I don’t think the place ever saw a broom. Walking in the showers barefoot was a life-threatening experience. It was a delightful cliché; dirty, dingy, and chock full of character, and as a fighter, character was the difference between life and getting your ass kicked.
After running five miles, those damn stairs seemed endless. On the first landing, I passed by a hand-painted sign that read NO TRAINERS ALLOWED WITHOUT IZZY’S OK. Competition amongst trainers was never-ending, but in here, Izzy was the Lord High Trainer, and he wasn’t about to welcome another into his dwellings.

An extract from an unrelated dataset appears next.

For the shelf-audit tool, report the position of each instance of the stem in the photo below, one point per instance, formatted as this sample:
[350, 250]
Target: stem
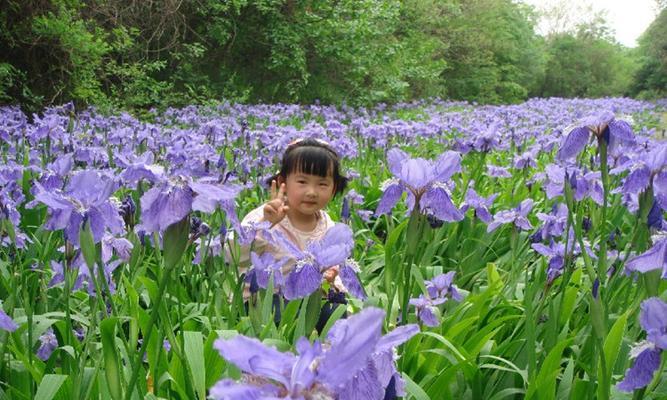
[604, 169]
[154, 313]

Upon entering the gym, the first thing you noticed was the dull electronic bell. Its methodical drone was our sentinel;
it defined, measured, and organized our daily routines. Everything was done around that damn bell. It rang first after a minute, and then after three, twenty-four-hours a day. Its cadence simulated the three-minute round and the minute rest during a fight. We lived, ate, and sometimes made love by that damn bell.
A visitor next noticed the utter silence. No one spoke. There was a screaming silence capped within each of us. There was nothing unnatural about or demanded of our reticence. The sounds that filled the gym were instead the machine gun-like cadence of the speed bags and the grunting and hissing of the fighters as they went about their lives. They trained us to push ourselves alone in this bestial ambiance. We challenged our limits as we endlessly ground out thousands of sit-ups, hit the speed bag, jumped rope, and chased after a heavy bag that was forever swinging back and forth all day long. Along the wall, in front of a battery of cracked mirrors, were the fighters shadowboxing, masturbating their egos and nurturing their violent dreams. Boxing is a lonely sport; one must endure everything it has to offer, both glorious and horrific, by yourself. As children of the ring, we were ingrained with the knowledge that at the end of the day, when you must face another man intent on harming you, it’s only you, all alone out there. There are no time-outs, no substitutions. You conquer or die alone in the ring, exposing all life’s strengths and frailties for peoples’ utter enjoyment.